Setidaknya terdapat kebutuhan-kebutuhan individu sebagai bagian dari kehidupan sosial untuk bersosialisasi, mengurangi konflik ketidakpastian dan berbagi informasi untuk meraih tujuan atau tekad yang sama. Setiap nilai, sikap dan perilaku memiliki pola yang dengan tingkat kohesivitas yang tinggi, jiwa korsa, solidaritas dan rasa senasib sepenanggungan untuk memecahkan persoalan dan membuat keputusan penting. Littlejohn (1996), mengutip gagasan Follet menyebut bahwa setidaknya ada 3 proses yang bersifat kreatif berhubungan dengan beragam persoalan dan konflik melalui diskusi kelompok, organisasi maupun apresiasi di dalam sebuah komunitas yakni: 1. Mendapatkan informasi dari sumber-sumber yang ahli dan terpercaya baik langsung atau melalui media informasi. 2. Menghubungkan dan membandingkan informasi yang diperoleh tersebut dengan pengalaman hidup sehari-hari. 3. Membangun keputusan bijak yang berhubungan dengan pemecahan persoalan secara terintegrasi. Komunikasi mengenai segala hal tentang keberadaan, konsep, dan tujuan kawasan desa wisata di Gunung Pring dengan demikian menjadi penting untuk disampaikan kepada publik. Dalam skala yang lebih luas bertujuan agar menjaga kesinambungan dan terwujudnya rencana untuk menjadikan Gunung Pring sebagai destinasi yang populer dengan tetap membawa semangat komunitas religi masyarakat setempat. Dalam skala yang sempit pola pemberian informasi melalui wayfinding jelas diperlukan agar dapat menjadi panduan bagi siapa saja yang berada di zona wisata ziarah Gunung Pring. Menurut David Gibson (2009), terdapat kaitan yang erat antara sebuah tempat dengan orang yang berada di dalam zona tempat tersebut. Apakah fungsi tempat tersebut untuk tempat bekerja, bermain, atau berinteraksi dengan manusia lainnya. Dari kondisi tersebut beberapa orang merasa tidak
memerlukan semacam petunjuk arah dan banyak orang dapat tersesat dan tidak menemukan jalan kemana mereka harus melangkahkan arah kaki dan kendaraannya.

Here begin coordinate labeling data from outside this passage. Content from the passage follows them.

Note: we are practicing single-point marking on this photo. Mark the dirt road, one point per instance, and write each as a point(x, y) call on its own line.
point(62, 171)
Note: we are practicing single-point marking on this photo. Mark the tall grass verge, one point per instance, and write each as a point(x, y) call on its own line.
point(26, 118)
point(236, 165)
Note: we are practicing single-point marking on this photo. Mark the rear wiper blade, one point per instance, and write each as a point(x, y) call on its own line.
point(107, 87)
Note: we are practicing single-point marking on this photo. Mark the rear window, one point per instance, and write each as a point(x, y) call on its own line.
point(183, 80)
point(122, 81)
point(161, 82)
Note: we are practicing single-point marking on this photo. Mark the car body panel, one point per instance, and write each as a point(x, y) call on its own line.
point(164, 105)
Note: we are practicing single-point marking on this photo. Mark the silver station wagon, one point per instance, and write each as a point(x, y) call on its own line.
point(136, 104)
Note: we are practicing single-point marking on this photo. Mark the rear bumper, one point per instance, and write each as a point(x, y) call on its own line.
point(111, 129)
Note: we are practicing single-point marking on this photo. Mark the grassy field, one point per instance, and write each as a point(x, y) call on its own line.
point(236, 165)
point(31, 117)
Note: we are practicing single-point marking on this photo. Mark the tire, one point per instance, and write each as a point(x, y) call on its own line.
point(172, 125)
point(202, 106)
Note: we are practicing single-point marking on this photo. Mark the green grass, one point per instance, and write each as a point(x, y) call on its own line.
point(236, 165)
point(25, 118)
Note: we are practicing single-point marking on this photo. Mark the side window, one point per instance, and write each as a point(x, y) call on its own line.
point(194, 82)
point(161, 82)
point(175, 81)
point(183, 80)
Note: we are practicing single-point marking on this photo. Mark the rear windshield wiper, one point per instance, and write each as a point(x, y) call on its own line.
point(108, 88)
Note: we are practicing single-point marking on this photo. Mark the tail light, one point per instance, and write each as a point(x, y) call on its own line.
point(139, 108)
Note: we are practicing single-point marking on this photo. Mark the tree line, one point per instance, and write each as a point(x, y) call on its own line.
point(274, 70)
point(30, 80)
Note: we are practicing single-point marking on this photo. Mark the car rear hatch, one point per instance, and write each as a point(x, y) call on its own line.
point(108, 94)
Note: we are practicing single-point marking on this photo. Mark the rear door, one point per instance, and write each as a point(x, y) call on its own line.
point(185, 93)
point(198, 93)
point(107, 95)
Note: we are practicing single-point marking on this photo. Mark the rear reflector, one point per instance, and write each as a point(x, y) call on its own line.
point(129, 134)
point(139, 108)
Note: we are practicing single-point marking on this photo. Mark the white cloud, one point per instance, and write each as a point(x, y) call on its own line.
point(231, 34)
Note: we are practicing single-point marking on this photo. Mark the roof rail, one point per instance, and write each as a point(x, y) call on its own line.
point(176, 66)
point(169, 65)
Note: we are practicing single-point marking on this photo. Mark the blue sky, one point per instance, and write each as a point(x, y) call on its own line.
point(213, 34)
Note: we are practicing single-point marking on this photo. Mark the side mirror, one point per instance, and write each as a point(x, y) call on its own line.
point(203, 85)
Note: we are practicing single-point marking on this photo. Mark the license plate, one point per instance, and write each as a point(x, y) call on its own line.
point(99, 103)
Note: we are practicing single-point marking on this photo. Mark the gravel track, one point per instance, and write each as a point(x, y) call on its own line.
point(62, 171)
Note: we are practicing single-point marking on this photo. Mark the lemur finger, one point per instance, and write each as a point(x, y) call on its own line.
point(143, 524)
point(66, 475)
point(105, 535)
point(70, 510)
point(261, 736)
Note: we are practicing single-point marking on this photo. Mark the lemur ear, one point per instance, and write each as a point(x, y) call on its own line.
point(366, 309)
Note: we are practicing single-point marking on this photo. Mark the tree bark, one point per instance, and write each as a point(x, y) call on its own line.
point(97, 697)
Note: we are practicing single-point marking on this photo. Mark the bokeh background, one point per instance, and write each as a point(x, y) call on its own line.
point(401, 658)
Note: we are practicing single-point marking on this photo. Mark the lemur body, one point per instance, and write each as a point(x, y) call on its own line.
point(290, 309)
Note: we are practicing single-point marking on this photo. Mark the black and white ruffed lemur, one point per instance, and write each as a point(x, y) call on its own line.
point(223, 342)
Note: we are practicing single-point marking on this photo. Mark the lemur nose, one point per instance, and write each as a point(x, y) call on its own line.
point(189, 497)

Dalam konteks relasi manusia dan kawasan tertentu inilah diperlukan bantuan agar tidak terjadi disorientasi tempat dan arah. Wayfinding membantu orientasi arah dan tempat dimanapun relasi manusia dan sebuah tempat terjadi. Dengan demikian manusia yang berinteraksi dengan lingkungan sekitarnya akan semakin memahami dan tidak mengalami disorientasi lingkungan karena memiliki panduan arah yang baik dan jelas efektif dikomunikasikan. PEMBAHASAN dan HASIL PENELITIAN Selama kurun waktu 5 tahun setelah proyek pilot oleh PNPM Mandiri Perkotaan Magelang dilakukan dampak dari program PLPBK atau Penataan Lingkungan Permukiman berbasis Komunitas dapat dinikmati oleh masyarakat dari dalam maupun luar desa. Adanya potensi desa berupa zona wisata ziarah menjadi pusat perhatian banyak pihak. Tanpa adanya desain informasi pendukung zona wisata ziarah niscaya timbul potensi disorientasi wilayah. Visual Suasana Siang Hari Melalui pratinjau, kawasan wisata ziarah di Desa Gunung Pring ternyata lebih mendominasi kegiatan sehari-hari komunitas dari dalam maupun pendatang yang berasal dari seluruh Indonesia. Peziarah berduyun-duyun apalagi di musim untuk melakukan ziarah dan doa ke makam Kyai Raden Santri. Keberadaan makan tersebut pada akhirnya memunculkan hal-hal positif tetapi juga negatif bagi komunitas yang mendiami daerah tersebut. Kawasan lainnya seperti permukiman, pemerintahan, industri rumah tangga, ekonomi dan perdagangan, sekolah seperti mengarah pada kawasan wisata ziarah yang dimiliki tepat di tengah desa. Keberdaan makan yang dikenal turun temurun terkait Kraton Yogyakarta ini jelas menjadi daya tarik tersendiri bagi komunitas dalam dan luar desa.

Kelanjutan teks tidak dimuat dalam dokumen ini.